Fracking does not cause earthquakes or contribute to climate change, group says
An attendee walks past hydraulic fracking equipment at the Global Petroleum Show in Calgary, Alta., Tuesday, June 7, 2016. (THE CANADIAN PRESS / Jeff McIntosh)
CALGARY -- A new report investigating the impact of hydraulic fracturing, or fracking, says there are a number of ideas about the method used to extract oil and natural gas that simply aren't true.
The Fraser Institute, a non-partisan Canadian public policy think-tank, released a report Thursday where it said the potential risks associated with the process can be mitigated.
Fracking involves drilling deep wells and the injecting water, sand or other substances to fracture underground rock formations in order to release natural gas which can then be collected on the surface.

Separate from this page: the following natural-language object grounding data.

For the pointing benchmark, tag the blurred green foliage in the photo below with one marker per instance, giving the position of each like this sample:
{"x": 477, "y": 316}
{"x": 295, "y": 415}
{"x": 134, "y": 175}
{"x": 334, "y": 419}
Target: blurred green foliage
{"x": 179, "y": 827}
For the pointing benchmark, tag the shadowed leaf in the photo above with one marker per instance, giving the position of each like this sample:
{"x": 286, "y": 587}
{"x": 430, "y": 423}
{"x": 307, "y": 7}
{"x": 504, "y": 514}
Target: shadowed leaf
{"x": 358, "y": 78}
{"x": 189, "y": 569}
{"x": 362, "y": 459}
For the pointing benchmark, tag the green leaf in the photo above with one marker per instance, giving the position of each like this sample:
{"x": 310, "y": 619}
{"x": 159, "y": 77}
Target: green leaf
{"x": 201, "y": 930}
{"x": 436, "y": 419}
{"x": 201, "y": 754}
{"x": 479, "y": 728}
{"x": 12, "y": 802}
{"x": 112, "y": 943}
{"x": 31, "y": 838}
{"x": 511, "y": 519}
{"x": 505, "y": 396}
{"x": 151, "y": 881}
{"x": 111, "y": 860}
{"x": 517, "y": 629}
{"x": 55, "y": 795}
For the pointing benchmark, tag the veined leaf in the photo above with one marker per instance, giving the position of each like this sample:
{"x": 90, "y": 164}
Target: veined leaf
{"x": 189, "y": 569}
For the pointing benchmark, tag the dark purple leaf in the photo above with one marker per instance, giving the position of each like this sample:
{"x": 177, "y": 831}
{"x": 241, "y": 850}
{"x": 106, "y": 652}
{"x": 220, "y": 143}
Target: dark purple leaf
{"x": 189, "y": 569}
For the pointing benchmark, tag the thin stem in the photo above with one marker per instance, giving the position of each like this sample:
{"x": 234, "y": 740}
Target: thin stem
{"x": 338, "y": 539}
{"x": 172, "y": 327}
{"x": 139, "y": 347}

The authors of the report said there are a number of misconceptions that should be ignored, especially with new research into the practice.
For example, the study says fracking does not cause earthquakes.
"In fact, seismic activity — which is typically very minor, causing no damage — related to fracking is not due to the practise per se, but rather wastewater disposal methods, which pump water back into the ground. Research suggests that altering the depth and flow rate of the water injection can minimize the risk of seismic activity," the Fraser Institute said in a release.
The group also says fracking does not routinely contaminate drinking water and those incidents are relatively rare. It added that most problems typically come from improper disposal of wastewater.
The Fraser Institute also said there is no evidence that the methane emissions from fracking are greater than what is emitted by conventional wells and, by making natural gas more abundant, it is actually cutting down on the amount of coal burned in electric power plants.
" In particular, the latest research shows that fracking actually reduces methane emissions once we adjust for the volume of natural gas produced, and especially if we consider the displacement of coal-fired power plants," wrote Robert P. Murphy, the report's author.
The group also says the noise from fracking wouldn't be loud enough to disrupt the lives of anyone living nearby.
"According to recent research, the indoor noise pollution affecting people who live near fracking operations reaches between 45 and 61 decibels — or slightly louder than a refrigerator (40 dB) but quieter than most normal conversations (60 dB)."